Last year, GE launched a pilot program that lets its employees choose between a Mac notebook and a PC desktop. The program is not well-known, and only 1,000 employees have chosen a Mac over a PC. This number is expected to rise as more employees become aware of this option, and new employees join GE because they consider the company's policy to be contemporary.
Apple faces an uphill battle as it tries to make inroads into the corporate marketplace. Microsoft may be losing some consumer appeal, but it has entrenched itself into business. Even the progressive GE has about 300,000 computers, most of which are still Windows-powered PCs. If it's a Windows Machine, it most likely has Microsoft Office and ties into Microsoft's server software. Apple has iWork and Lion Server, but they can't compete with the functionality and support offered by Office and Windows Server 2008.
Cost may also be a factor that limits Apple's infiltration into the corporate marketplace.
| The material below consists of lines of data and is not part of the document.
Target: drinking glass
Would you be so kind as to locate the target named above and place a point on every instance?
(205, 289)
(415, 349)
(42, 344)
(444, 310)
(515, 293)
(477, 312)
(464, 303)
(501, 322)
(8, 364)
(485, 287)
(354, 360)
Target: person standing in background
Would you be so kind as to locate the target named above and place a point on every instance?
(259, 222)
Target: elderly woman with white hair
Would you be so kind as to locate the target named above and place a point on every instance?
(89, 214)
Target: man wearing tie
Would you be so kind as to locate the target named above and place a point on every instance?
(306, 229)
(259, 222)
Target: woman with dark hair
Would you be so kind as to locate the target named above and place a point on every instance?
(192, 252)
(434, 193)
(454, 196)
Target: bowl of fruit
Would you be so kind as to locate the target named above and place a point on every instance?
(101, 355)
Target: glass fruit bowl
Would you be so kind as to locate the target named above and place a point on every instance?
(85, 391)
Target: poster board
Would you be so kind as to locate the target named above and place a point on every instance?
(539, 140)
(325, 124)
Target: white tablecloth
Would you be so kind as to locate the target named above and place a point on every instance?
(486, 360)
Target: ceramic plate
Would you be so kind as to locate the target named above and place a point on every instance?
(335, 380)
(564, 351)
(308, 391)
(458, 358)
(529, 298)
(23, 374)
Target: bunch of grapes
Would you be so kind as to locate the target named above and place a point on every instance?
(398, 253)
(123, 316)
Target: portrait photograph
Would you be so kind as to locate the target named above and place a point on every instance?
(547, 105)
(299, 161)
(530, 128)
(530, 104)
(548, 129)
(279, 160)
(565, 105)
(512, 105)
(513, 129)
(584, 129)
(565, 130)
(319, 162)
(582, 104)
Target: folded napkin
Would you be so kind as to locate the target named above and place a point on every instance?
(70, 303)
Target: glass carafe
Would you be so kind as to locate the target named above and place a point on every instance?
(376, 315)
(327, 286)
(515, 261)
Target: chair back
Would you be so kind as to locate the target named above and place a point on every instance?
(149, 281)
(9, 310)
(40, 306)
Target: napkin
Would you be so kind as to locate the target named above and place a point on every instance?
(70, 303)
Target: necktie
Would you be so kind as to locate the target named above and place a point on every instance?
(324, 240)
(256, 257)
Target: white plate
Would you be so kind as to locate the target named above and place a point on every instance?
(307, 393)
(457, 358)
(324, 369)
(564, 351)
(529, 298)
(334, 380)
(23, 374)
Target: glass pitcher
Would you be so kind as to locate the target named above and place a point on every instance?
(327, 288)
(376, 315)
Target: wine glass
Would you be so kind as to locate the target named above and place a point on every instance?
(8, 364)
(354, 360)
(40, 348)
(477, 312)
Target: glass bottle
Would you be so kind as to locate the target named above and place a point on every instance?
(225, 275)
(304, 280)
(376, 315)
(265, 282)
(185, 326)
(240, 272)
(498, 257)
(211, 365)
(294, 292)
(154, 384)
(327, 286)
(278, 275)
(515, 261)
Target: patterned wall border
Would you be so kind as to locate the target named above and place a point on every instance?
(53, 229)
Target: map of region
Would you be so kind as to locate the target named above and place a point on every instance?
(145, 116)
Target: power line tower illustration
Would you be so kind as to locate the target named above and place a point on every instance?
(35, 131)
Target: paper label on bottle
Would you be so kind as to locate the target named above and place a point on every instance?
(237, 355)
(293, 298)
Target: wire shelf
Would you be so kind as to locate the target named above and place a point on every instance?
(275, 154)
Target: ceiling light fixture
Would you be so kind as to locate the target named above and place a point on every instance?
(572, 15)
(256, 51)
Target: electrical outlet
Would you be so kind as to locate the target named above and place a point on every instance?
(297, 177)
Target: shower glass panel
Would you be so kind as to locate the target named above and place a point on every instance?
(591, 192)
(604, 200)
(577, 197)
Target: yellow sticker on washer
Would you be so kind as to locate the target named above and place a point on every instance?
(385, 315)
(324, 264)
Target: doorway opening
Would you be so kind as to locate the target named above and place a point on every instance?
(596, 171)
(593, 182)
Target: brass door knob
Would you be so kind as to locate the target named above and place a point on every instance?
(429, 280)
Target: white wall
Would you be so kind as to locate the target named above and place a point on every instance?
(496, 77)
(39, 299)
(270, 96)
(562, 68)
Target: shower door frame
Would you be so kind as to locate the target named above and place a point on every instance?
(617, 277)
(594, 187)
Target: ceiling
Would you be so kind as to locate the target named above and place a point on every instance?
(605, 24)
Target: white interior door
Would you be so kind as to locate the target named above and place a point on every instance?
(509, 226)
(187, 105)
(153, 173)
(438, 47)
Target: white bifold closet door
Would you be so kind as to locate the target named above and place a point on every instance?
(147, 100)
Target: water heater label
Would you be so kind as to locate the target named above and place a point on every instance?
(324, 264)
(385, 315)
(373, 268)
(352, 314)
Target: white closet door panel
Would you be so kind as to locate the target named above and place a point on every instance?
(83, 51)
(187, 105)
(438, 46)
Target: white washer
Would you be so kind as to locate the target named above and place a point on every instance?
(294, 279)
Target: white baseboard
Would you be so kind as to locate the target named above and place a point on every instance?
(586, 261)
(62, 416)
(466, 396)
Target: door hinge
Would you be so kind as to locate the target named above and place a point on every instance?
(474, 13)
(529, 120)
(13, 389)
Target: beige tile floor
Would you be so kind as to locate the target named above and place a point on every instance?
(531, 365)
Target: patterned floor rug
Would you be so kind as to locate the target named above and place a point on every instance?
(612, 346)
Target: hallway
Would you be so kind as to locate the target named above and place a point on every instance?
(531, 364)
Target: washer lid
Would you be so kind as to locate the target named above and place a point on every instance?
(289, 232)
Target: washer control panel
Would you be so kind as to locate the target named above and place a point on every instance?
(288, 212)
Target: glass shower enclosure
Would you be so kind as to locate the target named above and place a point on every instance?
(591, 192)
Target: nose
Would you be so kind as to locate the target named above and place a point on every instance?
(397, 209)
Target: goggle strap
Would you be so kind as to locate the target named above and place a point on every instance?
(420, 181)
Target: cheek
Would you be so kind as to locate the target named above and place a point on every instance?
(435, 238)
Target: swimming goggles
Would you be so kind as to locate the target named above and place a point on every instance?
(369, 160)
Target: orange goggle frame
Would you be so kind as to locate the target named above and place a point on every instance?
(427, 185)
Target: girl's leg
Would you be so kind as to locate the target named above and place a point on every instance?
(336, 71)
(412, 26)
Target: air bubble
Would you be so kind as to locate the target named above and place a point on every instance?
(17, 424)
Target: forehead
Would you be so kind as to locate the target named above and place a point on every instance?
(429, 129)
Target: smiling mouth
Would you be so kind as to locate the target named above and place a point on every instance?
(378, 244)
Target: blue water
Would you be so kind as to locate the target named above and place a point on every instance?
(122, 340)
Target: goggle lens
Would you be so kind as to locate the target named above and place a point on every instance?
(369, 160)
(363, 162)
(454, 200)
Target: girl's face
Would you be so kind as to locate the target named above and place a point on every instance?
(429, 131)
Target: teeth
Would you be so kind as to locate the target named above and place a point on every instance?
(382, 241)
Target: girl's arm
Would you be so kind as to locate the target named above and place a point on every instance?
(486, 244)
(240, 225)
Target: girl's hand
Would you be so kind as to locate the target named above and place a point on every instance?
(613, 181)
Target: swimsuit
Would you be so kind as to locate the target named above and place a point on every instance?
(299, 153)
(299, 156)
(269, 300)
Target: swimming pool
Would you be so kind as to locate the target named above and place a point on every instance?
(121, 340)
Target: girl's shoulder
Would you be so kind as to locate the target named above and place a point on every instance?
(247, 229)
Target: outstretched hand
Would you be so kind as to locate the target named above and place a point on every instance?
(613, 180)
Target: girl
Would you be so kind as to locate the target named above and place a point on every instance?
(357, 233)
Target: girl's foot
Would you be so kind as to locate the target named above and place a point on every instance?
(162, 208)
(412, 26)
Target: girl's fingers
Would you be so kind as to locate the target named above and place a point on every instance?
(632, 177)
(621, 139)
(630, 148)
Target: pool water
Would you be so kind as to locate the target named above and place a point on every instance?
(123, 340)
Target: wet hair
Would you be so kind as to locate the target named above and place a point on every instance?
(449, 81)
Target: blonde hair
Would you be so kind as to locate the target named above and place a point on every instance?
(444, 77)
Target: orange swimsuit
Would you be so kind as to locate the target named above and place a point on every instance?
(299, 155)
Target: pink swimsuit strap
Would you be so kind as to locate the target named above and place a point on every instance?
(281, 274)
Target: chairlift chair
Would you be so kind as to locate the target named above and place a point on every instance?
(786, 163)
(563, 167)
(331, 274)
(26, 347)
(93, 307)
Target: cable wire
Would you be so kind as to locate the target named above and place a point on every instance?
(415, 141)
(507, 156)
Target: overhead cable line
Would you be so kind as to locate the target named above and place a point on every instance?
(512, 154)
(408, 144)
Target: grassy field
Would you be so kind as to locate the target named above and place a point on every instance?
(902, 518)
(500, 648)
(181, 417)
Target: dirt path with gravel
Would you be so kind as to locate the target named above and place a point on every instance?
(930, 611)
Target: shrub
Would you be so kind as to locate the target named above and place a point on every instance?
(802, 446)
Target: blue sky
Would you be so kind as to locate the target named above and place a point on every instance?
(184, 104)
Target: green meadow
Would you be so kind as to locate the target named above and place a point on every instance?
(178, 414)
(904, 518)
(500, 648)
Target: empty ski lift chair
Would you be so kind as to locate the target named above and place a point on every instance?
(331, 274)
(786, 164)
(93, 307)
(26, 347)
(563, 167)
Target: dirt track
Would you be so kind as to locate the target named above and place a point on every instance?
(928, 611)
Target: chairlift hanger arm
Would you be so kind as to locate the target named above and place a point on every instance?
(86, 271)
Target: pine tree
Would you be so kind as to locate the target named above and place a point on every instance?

In this lean economy, companies may not have the funds to buy Mac hardware and opt for an inexpensive PC. If Apple wants to unseat Microsoft, it may have to significantly discount its hardware to entice frugal companies to switch.
Though the numbers are small, it still is gratifying to see businesses offering Macs to employees who want them. If enough Macs make their way into circulation, perhaps this much-needed business productivity and server software will develop around the platform.